Старцев пожал плечами и глянул на часы.

– Первый раз слышу. Поясни. У нас еще есть минут десять-пятнадцать.

– «Цыгане» – собирательное название нескольких этнических групп, проживающих в десятках различных стран мира. И дело не только в этом. Никто не может точно сказать, сколько их в каждой стране…

* * *

Перепись цыган в СССР ни разу не давала точной статистической картины. Документов у них не было; ведя кочевой образ жизни, табор за год менял до десяти стоянок. Все это вносило в учет изрядную путаницу. К примеру, перепись 1926 года зафиксировала на территории СССР более шестидесяти тысяч цыган, а следующая перепись, состоявшаяся через одиннадцать лет, выявила их всего две с половиной тысячи.

Революция, Гражданская война и первые годы советской власти стали для всех слоев цыганского общества нелегким испытанием. Больше других досталось зажиточным цыганам: купцам, земле- и домовладельцам. Характер и ментальность не позволяли им вступать в открытую конфронтацию. Жизнь для них всегда оставалась дороже материальных благ, и поэтому даже оседлым цыганам, потерявшим все нажитое, приходилось уезжать с насиженных мест и начинать все с нуля.

«Раскулачивала» советская власть и менее зажиточных: забирала лошадей, кибитки, имущество. Но все потуги оказались напрасными – цыгане не желали становиться на путь социализма и раз за разом возвращались к привычной свободной жизни.

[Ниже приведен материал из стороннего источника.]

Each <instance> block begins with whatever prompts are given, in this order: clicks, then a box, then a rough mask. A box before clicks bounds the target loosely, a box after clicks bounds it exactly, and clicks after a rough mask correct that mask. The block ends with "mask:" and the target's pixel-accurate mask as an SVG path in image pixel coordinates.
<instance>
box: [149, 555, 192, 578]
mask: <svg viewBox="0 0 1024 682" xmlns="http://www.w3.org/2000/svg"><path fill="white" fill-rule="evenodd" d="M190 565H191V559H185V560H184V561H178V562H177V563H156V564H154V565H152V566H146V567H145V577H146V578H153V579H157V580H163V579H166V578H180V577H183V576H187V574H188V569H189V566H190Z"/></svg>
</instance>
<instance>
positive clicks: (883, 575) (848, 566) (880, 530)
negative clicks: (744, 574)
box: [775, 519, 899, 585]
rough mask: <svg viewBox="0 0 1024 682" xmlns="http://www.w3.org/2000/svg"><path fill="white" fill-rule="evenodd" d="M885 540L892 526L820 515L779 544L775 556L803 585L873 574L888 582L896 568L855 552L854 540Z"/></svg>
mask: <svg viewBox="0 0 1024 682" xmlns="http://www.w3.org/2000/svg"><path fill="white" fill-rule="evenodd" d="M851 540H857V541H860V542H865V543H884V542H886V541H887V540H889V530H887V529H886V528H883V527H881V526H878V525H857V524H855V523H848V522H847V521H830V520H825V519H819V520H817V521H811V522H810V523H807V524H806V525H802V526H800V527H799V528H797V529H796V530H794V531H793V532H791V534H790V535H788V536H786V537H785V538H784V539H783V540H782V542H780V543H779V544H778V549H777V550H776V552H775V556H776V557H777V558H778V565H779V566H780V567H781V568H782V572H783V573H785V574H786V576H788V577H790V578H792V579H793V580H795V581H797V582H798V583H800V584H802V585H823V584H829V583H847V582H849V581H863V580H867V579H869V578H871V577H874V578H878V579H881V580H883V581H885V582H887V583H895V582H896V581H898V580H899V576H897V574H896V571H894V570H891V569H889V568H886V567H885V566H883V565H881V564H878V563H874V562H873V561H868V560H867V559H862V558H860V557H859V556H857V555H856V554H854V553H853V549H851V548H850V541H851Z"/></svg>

Большевики допустили серьезную ошибку, надеясь на то, что беднейшее цыганское большинство станет их союзником. По своей сути цыгане были аполитичны и не восприимчивы к классовой розни, так как наличие богатых людей всегда помогало им выживать. Ведь мелодичные цыганские романсы и зажигательные танцы всегда неплохо оплачивались денежной ресторанной публикой, и при этом обе стороны были довольны друг другом. Так называемое взаимовыгодное приспособление.

Поэтому в начале тридцатых годов Советская власть начала практиковать массовые облавы и высылку цыган в Сибирь и северные регионы страны. Поутихла эта волна лишь за два-три года до начала Великой Отечественной войны.

* * *

– …Саня, я всегда гордился дружбой с тобой. Ты начитанный, образованный, культурный… черт, даже не знаю, какой еще… Короче, умный! – выслушав товарища, сказал Иван. – Твой рассказ о цыганах, конечно, интересен. Только видишь ли, в чем дело… Я ведь тоже по духу интернационалист, да только сволочей не перевариваю. А сволочей среди них предостаточно.